Canada’s pension funds are looking to increase investment in electricity companies that will need to raise C$350 billion ($317 billion) for infrastructure financing by 2030, according to Jim Burpee, head of a national industry group.
Power generators and distributors will rely mostly on bond sales to finance that spending, Burpee, president of the Canadian Electricity Association, said in an interview yesterday at Bloomberg’s Ottawa newsroom. The association, established in 1891, represents publicly-traded utilities such as Halifax, Nova Scotia-based Emera Inc. (EMA), Edmonton, Alberta’s Capital Power Corp. and TransCanada Corp. of Calgary.
Electric utilities, which sell debt that’s often backed by provincial governments and generate revenue from regulated contracts, would be attractive investments for pension fund managers seeking assets to match longer-term liabilities, Burpee said. Capital investment in the electrical grid is rising to about C$15 billion a year from an average of about C$10 billion over the last four decades, Burpee said.
“They are all looking for opportunities in this space,” Burpee said of the pension funds. “Our revenue model is very different and hence our financing model is very different than a lot of other industries.”
Pension funds may boost equity stakes in electricity ventures, similar to Ontario Municipal Employees Retirement System’s January purchase of a 31.6 percent interest in the Bruce Power Ontario nuclear site, he said. They could also be key bidders if governments overcome public reticence about selling assets such as Toronto-based Hydro One Inc., said Burpee, who worked at Ontario Power Generation Inc., the government owned utility formerly known as Ontario Hydro, for three decades before joining the association in 2012.
Ontario is considering selling assets to help pay for new infrastructure, the Globe and Mail newspaper reported yesterday, citing people it didn’t identify. Past discussions on the topic have included the potential sale of Hydro One, the newspaper said. Toronto mayoral candidate Karen Stintz said she may sell or lease part of Toronto Hydro Corp. to fund an expanded subway network.
“I don’t see a large appetite of Canadians to support privatization,” Burpee said, referring to electricity assets. “That’s a very legitimate position to take, but you are saying I will take all the cash now versus a stream of cash.”

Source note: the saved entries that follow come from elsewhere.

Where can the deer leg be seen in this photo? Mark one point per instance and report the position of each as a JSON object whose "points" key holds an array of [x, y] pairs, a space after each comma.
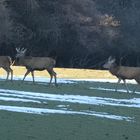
{"points": [[119, 80], [138, 81], [54, 74], [11, 74], [51, 75], [7, 73], [126, 86], [27, 72], [32, 72]]}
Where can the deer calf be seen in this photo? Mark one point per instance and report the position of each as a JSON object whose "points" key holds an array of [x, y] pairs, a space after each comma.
{"points": [[5, 63], [36, 63], [122, 72]]}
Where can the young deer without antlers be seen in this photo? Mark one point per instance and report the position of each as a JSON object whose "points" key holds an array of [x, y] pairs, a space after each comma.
{"points": [[36, 64], [122, 72], [5, 63]]}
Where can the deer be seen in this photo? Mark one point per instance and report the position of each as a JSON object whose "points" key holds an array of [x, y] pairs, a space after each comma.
{"points": [[36, 64], [122, 72], [5, 63]]}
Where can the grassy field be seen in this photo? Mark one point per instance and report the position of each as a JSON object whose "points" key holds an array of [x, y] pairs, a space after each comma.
{"points": [[80, 110]]}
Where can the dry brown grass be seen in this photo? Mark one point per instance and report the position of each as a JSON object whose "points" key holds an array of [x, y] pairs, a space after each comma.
{"points": [[66, 73]]}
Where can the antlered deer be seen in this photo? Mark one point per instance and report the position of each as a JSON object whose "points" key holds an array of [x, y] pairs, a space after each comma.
{"points": [[5, 63], [122, 72], [36, 63]]}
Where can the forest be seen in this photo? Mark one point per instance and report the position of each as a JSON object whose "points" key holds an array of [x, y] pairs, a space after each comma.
{"points": [[77, 33]]}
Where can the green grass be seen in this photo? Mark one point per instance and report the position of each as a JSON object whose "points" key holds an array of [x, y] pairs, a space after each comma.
{"points": [[21, 126]]}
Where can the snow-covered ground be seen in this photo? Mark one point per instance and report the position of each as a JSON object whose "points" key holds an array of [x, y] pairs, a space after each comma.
{"points": [[43, 98]]}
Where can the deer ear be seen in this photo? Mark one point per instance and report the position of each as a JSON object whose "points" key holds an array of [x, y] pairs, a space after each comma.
{"points": [[110, 58], [18, 49]]}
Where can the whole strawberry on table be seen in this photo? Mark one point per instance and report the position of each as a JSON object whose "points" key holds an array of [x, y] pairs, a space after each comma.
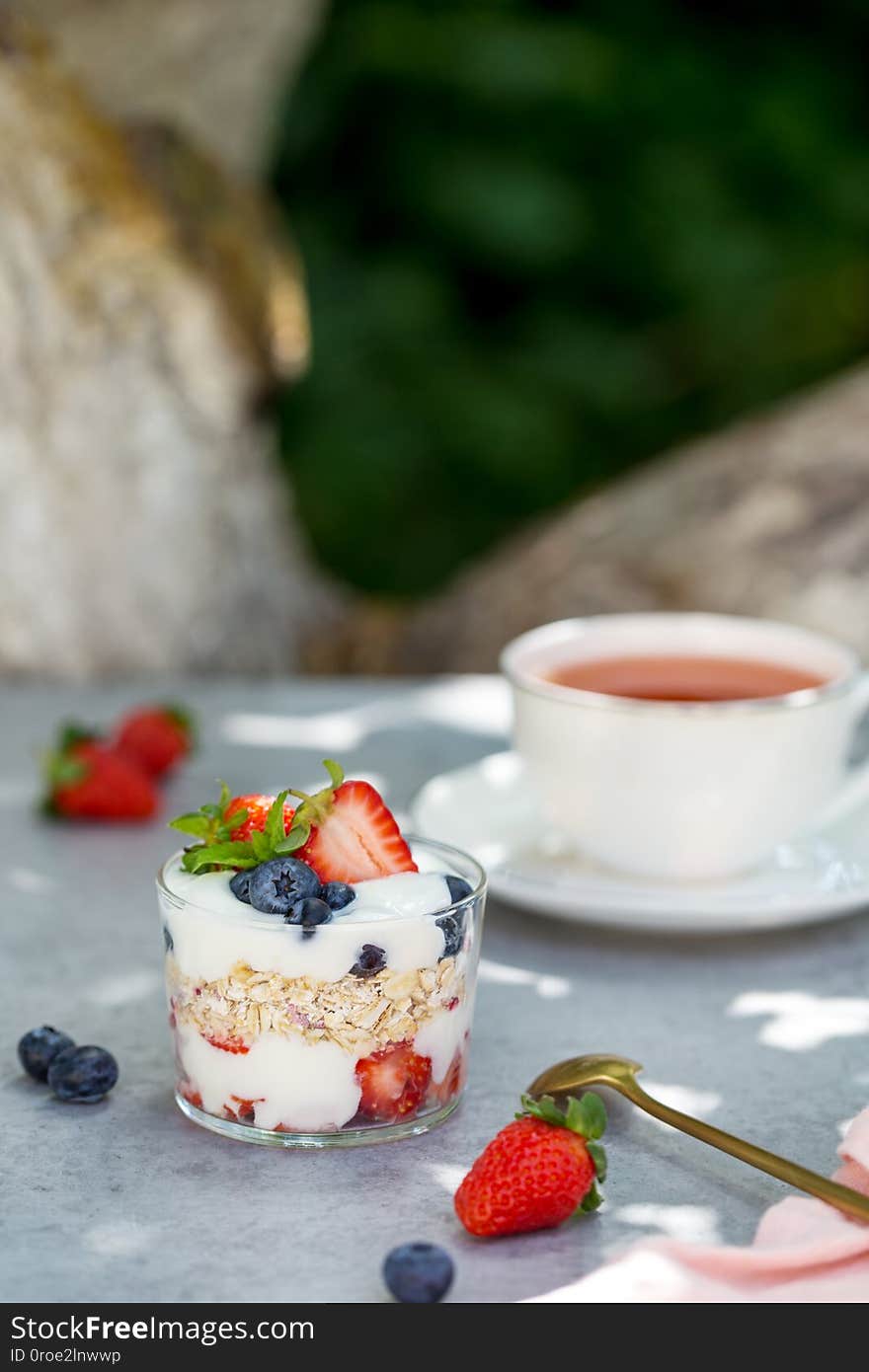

Canada would be better able to choose the future mix of fossil fuels versus nuclear and renewable energy sources if there were a North American price for carbon emissions, something Prime Minister Stephen Harper’s Conservative government has opposed, Burpee said.
“It would make everyone make better decisions throughout the whole chain, but this government isn’t going there, we recognize that,” he said. Canada would probably lose manufacturing production and jobs to the U.S. if it set a carbon price alone, he said.
Consumers don’t want big increases in their power bills for environmental or other reasons, Burpee said. The electricity association has begun an information campaign to counter public anger over rate increases that utilities have put in place to fund investments and ensure a reliable grid for future generations.
“There’s no question that everything has become highly politicized,” he said.
Hydroelectric projects produced 63 percent of Canada’s electricity in 2012, followed by 15 percent each from nuclear and coal or natural gas-fired plants, the group says.
Canada and the U.S. are working together to protect energy assets from cyber attacks, he said.
“You never know where it’s going to come from,” Burpee said. “A lot of it at this stage is probably as much commercial as anything, people looking for commercial advantage or stealing commercial secrets.”